Reputation: 93
I am trying to plot a number of subplots in matplotlib, each subplot should have an inset axes. I can get the code examples to work for a single axis with a inset axes added using mpl_toolkits.axes_grid.inset_locator.inset_axes()
, and I can plot subplots fine without the inset axes, but when trying to do the same for subplots in a loop, I get TypeError: 'AxesHostAxes' object is not callable
on the second subplot. This seems a bit strange that it should work when number_of_plots
is ==1, but not >1. How should I be doing it, or is it a bug? (matplotlib.__version__
is '1.5.1')
from matplotlib import pyplot as plt
from mpl_toolkits.axes_grid.inset_locator import inset_axes
import numpy as np
x = np.linspace(0, 2 * np.pi, 100)
y = np.sin(x)
n_row, n_col = 4, 4
fig = plt.figure(1,(10,10))
#number_of_plots = 1 Works!
number_of_plots = n_row * n_col # Does not work!

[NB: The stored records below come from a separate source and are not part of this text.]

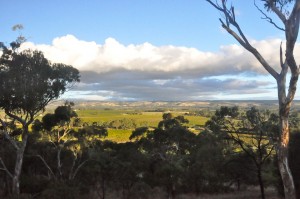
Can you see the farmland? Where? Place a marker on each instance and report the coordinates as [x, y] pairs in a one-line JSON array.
[[140, 118]]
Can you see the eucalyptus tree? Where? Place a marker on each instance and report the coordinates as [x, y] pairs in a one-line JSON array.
[[253, 133], [288, 13], [28, 82]]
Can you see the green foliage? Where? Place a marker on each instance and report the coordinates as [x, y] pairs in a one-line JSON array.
[[28, 81]]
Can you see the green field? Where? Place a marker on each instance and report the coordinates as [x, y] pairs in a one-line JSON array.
[[141, 118]]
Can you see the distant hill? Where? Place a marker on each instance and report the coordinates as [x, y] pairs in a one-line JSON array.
[[173, 105]]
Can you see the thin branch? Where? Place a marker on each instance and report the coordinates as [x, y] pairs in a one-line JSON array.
[[46, 164], [269, 19], [77, 169], [8, 137], [4, 168]]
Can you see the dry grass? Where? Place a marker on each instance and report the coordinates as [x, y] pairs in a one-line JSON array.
[[252, 193]]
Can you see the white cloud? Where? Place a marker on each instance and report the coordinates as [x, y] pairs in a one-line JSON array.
[[113, 70], [113, 55]]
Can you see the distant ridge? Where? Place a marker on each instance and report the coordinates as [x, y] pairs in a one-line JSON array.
[[145, 105]]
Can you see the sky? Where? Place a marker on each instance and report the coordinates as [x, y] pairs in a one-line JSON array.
[[149, 50]]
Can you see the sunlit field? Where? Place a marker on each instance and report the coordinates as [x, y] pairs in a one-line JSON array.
[[150, 119]]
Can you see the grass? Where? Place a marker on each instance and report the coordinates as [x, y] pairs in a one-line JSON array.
[[141, 118]]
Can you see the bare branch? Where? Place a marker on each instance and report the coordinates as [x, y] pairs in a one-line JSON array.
[[269, 19], [4, 168], [46, 164], [278, 12], [7, 136], [77, 169]]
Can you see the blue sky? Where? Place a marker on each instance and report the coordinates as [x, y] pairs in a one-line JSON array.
[[148, 50]]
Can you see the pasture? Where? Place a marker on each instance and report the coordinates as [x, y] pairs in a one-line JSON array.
[[140, 118]]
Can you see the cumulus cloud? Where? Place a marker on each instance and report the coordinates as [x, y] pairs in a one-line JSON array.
[[113, 70]]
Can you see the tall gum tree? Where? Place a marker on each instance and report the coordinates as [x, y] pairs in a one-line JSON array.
[[288, 12], [28, 82]]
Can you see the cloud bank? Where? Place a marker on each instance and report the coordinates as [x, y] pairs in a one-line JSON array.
[[114, 71]]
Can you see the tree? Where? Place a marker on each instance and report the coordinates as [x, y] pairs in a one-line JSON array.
[[58, 129], [253, 133], [290, 19], [28, 82]]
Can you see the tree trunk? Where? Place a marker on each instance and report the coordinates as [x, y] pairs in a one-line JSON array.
[[261, 183], [285, 172], [18, 166]]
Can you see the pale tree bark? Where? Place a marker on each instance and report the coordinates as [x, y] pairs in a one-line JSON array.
[[287, 62], [19, 146]]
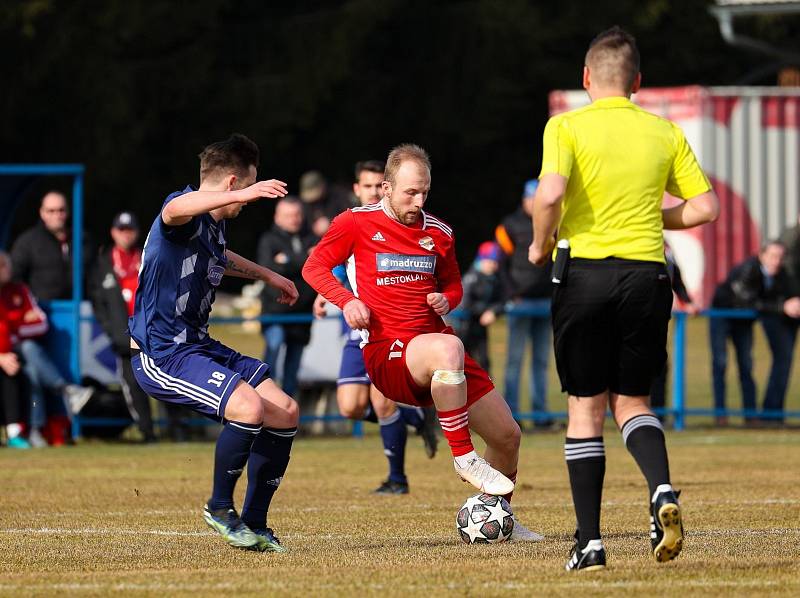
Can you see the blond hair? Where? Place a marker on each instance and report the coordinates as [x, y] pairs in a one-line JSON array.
[[405, 153], [613, 59]]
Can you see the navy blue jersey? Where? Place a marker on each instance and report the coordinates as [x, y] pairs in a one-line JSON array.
[[181, 269]]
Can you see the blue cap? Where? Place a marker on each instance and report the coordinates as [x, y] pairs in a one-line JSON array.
[[530, 188]]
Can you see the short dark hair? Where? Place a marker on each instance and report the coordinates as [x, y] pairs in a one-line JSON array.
[[402, 153], [614, 58], [235, 154], [770, 243], [369, 166]]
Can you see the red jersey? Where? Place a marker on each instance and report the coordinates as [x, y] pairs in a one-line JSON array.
[[126, 266], [391, 268], [20, 316]]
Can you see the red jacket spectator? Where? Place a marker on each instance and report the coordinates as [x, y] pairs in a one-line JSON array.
[[20, 316]]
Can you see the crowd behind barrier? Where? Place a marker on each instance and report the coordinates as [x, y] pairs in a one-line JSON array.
[[50, 259], [678, 409]]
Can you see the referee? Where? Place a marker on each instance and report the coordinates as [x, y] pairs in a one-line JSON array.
[[605, 168]]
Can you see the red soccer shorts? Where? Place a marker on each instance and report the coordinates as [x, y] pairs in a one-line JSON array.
[[386, 366]]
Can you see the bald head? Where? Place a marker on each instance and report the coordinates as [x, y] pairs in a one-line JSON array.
[[613, 60], [53, 212]]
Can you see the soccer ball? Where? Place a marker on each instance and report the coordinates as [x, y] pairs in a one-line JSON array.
[[485, 519]]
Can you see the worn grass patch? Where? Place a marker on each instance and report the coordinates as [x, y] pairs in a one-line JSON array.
[[97, 519]]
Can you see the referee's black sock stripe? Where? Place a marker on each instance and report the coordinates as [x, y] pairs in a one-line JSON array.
[[644, 438], [638, 421], [586, 464]]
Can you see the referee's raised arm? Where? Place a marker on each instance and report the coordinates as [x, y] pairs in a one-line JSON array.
[[605, 168]]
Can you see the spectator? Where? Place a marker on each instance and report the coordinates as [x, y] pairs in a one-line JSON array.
[[112, 288], [42, 255], [321, 203], [791, 240], [25, 321], [12, 393], [284, 249], [482, 302], [659, 390], [759, 283], [528, 287]]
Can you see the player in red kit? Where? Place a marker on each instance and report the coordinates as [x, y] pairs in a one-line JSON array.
[[405, 277]]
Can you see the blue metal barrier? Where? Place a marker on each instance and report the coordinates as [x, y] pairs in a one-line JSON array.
[[678, 409]]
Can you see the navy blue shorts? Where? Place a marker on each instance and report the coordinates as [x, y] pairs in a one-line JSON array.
[[201, 377], [352, 370]]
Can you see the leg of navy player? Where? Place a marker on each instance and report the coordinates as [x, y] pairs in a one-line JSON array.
[[269, 458], [394, 435], [204, 378]]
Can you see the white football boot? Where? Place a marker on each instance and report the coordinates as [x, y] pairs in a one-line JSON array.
[[483, 476]]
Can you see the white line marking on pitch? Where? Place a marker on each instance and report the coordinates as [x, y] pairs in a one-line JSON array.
[[174, 533]]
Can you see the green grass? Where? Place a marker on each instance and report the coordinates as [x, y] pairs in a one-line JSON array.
[[99, 518]]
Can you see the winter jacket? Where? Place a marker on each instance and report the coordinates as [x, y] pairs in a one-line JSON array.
[[41, 263], [285, 253], [745, 287], [109, 305], [20, 316]]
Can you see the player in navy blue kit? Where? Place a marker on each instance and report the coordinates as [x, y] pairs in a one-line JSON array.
[[174, 359], [356, 396]]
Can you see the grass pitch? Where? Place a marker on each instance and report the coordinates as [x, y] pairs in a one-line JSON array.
[[98, 519]]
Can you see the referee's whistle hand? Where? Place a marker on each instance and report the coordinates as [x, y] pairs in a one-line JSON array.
[[538, 254], [356, 314], [272, 189]]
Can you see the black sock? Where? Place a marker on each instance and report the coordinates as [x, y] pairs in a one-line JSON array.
[[369, 414], [269, 458], [233, 448], [586, 463], [644, 438], [394, 435]]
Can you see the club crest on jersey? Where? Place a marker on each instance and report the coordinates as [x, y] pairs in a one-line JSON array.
[[426, 243], [215, 274], [396, 262]]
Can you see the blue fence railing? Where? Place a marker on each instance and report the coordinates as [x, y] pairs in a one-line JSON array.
[[678, 409]]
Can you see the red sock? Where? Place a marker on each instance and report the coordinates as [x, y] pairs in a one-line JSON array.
[[513, 478], [455, 425]]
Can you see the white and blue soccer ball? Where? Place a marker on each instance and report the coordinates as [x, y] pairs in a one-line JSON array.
[[485, 519]]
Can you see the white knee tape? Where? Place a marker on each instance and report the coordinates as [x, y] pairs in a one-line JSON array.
[[449, 376]]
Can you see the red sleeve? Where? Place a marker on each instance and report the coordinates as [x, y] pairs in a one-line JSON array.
[[5, 333], [35, 324], [449, 278], [334, 249]]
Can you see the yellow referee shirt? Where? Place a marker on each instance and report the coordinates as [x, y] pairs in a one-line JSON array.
[[619, 159]]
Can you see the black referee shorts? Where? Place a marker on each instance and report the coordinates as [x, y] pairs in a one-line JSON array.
[[610, 326]]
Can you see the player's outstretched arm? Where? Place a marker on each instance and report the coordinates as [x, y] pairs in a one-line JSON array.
[[184, 207], [241, 267], [698, 210], [333, 249], [546, 216]]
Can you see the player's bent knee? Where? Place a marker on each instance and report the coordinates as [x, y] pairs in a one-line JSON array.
[[449, 353], [244, 405], [293, 413], [351, 411]]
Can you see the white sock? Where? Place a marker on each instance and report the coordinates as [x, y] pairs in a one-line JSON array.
[[463, 460], [593, 545], [660, 490], [13, 430]]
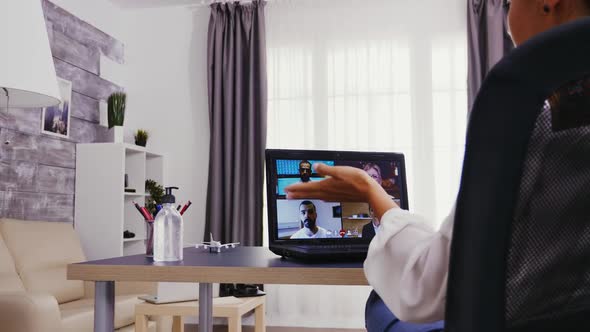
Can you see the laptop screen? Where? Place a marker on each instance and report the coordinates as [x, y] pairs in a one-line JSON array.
[[334, 222]]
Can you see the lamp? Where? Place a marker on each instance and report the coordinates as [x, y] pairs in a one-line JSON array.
[[27, 73]]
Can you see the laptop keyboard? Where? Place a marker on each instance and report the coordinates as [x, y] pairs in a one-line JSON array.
[[340, 247]]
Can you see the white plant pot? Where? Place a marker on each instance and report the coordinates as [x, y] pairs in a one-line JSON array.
[[116, 134]]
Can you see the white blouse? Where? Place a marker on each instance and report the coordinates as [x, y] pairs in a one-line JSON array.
[[408, 265]]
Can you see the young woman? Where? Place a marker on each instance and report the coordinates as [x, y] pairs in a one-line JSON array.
[[407, 263]]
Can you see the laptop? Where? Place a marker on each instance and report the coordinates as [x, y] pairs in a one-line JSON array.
[[169, 292], [311, 229]]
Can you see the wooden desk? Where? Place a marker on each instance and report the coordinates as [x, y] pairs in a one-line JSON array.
[[240, 265]]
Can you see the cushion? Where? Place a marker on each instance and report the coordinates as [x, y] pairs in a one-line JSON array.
[[41, 253]]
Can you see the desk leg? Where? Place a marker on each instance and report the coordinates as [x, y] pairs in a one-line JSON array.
[[205, 307], [104, 306]]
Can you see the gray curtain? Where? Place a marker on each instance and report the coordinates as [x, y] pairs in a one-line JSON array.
[[236, 55], [488, 40]]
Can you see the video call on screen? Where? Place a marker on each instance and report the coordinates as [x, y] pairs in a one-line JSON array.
[[315, 219]]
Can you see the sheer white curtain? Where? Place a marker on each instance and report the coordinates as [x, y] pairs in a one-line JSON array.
[[376, 75]]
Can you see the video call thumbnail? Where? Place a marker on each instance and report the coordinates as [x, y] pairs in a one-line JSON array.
[[315, 219]]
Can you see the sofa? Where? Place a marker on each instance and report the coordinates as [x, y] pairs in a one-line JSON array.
[[34, 293]]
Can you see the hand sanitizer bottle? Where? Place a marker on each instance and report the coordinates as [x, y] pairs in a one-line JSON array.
[[168, 231]]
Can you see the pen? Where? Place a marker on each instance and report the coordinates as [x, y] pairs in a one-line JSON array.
[[185, 207]]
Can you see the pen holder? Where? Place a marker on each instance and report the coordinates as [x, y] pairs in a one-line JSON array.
[[149, 238]]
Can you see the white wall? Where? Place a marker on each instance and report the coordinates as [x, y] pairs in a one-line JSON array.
[[165, 78], [167, 95]]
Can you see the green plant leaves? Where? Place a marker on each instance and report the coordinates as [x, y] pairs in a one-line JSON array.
[[116, 109]]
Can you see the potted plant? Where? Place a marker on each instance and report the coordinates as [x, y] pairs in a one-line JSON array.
[[116, 115], [155, 193], [141, 137]]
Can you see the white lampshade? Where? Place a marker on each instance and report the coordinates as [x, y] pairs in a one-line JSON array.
[[26, 65]]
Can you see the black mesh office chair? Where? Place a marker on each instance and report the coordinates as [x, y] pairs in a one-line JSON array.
[[520, 255]]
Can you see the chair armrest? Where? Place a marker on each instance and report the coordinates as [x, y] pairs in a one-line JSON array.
[[123, 288], [29, 312]]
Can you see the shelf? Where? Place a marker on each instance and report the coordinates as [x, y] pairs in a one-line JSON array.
[[134, 239]]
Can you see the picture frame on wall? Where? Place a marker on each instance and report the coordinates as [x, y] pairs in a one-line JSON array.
[[55, 120]]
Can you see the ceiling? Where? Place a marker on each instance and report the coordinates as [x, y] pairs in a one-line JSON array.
[[158, 3]]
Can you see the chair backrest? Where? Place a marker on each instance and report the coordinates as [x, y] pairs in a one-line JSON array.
[[520, 254], [41, 252]]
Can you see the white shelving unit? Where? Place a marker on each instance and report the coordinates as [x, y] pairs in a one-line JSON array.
[[103, 210]]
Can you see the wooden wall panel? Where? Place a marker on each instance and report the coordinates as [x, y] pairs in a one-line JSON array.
[[83, 32], [18, 175], [85, 108], [24, 120], [40, 149], [74, 53], [84, 82], [39, 206], [37, 171], [57, 180]]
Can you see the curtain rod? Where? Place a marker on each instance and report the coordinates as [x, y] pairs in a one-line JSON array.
[[210, 2]]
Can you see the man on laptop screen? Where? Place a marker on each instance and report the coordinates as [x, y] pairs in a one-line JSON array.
[[308, 217]]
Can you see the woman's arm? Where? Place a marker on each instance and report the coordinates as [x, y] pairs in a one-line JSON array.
[[407, 264]]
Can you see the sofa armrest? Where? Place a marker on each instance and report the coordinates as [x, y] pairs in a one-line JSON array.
[[29, 312], [123, 288]]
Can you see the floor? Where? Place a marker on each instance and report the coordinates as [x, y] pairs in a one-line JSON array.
[[193, 328]]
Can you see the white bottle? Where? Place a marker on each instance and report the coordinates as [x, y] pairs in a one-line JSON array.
[[168, 241]]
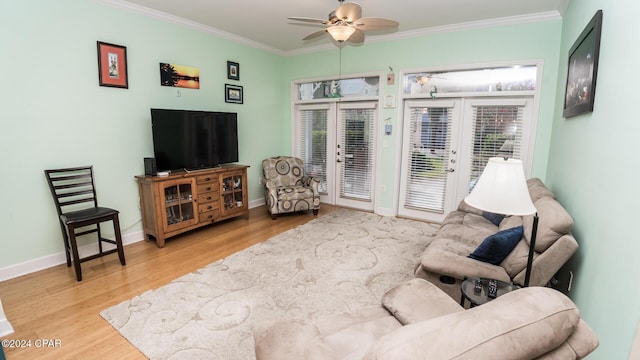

for idx in range(number_of_plots):
ax = fig.add_subplot(n_row, n_col, idx + 1)
ax.plot(x, y)
inset_axes = inset_axes(ax,
width="30%", # width = 30% of parent_bbox
height="30%", # height : 1 inch
)
Upvotes: 4
Views: 5772
Reputation: 339102
For future readers: This post shows methods to create insets in matplotlib.
inset_axes
.
Before the line inset_axes = inset_axes(...)
, inset_axes
is a function from mpl_toolkits.axes_grid.inset_locator
. After that, inset_axes
is the return of that function, which is an AxesHostAxes
.
The general advice is of course: Never call a variable by the same name as a function you import or use in your code.